Lake surveys are composed of three sampling methods. Water quality, gillnetting and trapnetting. The water quality component consists of a secchi disk reading to measure water clarity, and a dissolved oxygen profile. The gillnetting component uses gill nets to sample fish species that inhabit deeper water away from shoreline areas. Gill nets are important for collecting population data on gamefish species such as walleye, northern pike, and yellow perch. The trapnetting component uses trap nets to sample fish species that use shoreline related habitats such as bass, bluegills, and crappies.
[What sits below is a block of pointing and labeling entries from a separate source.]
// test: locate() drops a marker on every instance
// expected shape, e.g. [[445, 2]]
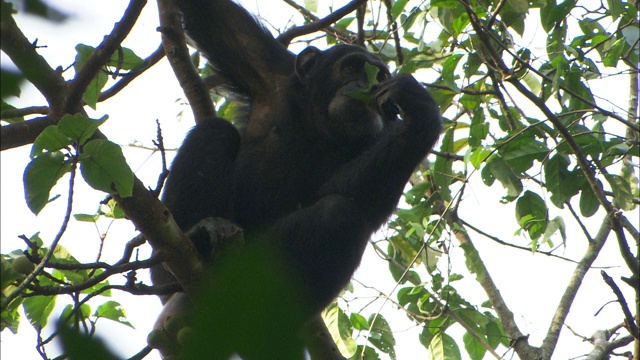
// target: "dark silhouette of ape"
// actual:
[[315, 171]]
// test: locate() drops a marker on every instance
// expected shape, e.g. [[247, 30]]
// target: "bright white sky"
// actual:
[[531, 285]]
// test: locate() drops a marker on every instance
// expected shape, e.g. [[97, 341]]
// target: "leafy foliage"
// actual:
[[528, 119]]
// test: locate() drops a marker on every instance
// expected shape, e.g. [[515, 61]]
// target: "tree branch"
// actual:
[[320, 24], [175, 46], [102, 55], [550, 341]]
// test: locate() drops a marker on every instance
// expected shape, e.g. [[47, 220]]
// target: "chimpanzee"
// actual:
[[315, 171]]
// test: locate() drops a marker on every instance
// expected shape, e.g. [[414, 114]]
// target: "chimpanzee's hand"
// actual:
[[403, 96]]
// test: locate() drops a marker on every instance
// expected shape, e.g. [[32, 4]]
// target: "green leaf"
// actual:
[[86, 217], [364, 93], [381, 335], [50, 139], [552, 13], [615, 7], [499, 169], [443, 347], [112, 310], [37, 309], [589, 203], [623, 198], [448, 71], [398, 8], [474, 348], [40, 176], [557, 224], [127, 60], [532, 214], [79, 127], [104, 168], [311, 5], [359, 322], [340, 328], [555, 42], [478, 156], [83, 346], [479, 128], [559, 181], [83, 52], [443, 168], [494, 332]]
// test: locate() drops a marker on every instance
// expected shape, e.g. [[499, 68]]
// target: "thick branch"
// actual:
[[102, 55], [154, 220], [551, 340], [286, 37], [33, 66], [23, 133], [519, 340], [628, 317]]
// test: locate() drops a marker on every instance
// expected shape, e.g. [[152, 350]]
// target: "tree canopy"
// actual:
[[537, 167]]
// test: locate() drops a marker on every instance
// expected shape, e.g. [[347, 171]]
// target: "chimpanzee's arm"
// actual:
[[375, 180], [242, 50], [326, 240]]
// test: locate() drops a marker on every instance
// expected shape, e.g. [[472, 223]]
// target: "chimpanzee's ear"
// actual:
[[305, 61]]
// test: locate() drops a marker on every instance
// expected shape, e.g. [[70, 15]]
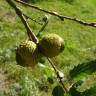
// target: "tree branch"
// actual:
[[30, 34], [62, 17], [46, 20]]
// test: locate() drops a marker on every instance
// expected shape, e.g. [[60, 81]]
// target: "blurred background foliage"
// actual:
[[80, 44]]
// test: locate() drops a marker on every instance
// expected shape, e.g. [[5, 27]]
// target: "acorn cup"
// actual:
[[27, 54], [51, 45]]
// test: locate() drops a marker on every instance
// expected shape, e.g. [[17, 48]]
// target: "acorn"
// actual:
[[51, 45], [27, 54]]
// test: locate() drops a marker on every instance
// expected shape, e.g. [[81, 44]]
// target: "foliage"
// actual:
[[80, 47]]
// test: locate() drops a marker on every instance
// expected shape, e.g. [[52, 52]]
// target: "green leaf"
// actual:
[[83, 69], [73, 90], [58, 91], [90, 92]]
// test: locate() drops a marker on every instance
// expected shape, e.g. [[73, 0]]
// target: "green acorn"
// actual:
[[51, 45], [27, 54]]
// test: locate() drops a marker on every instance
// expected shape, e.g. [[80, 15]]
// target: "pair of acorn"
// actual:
[[28, 53]]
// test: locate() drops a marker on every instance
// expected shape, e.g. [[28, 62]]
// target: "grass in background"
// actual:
[[80, 41]]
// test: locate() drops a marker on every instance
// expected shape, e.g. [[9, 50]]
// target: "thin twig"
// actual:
[[27, 17], [46, 20], [30, 34], [62, 17], [58, 76]]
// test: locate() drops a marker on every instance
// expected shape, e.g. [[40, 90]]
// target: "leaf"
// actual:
[[58, 91], [73, 90], [90, 92], [83, 69]]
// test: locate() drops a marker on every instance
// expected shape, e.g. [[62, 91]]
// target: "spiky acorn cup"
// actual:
[[51, 45], [27, 54]]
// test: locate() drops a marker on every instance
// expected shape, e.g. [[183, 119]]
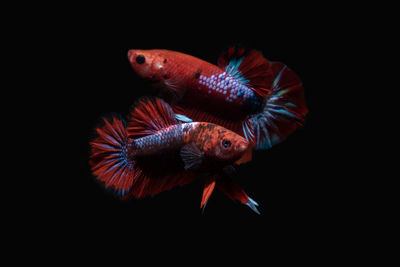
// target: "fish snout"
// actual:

Data are collected from individual fish that are captured during the lake survey. This includes lengths, weights and aging structures. This winter, DNR fisheries biologists will use this data to analyze the fish population characteristics of each species of fish for every lake that a survey was conducted on. Population characteristics that are analyzed include abundance, size structure, reproduction, growth rates, survival, and age distributions. Biologists will use this information to prepare a lake survey report for each lake. These reports contain a detailed analysis for each species sampled during the lake survey. Biologists also use this data to revise the lake management plan for each lake. Management plans include specific fisheries methods that the DNR will utilize to manage each individual lake such as fish stocking (which species, how many, and what size), harvest regulations, habitat enhancement and creel surveys.
Lakes that were surveyed this summer include Donalds, the Leafs (East, Middle, West) Rush, Silver, Swan, East Silent, Lizzie, Jewett, Stalker and Portage. Lake survey reports for these lakes will be available on the Minnesota DNR website next spring.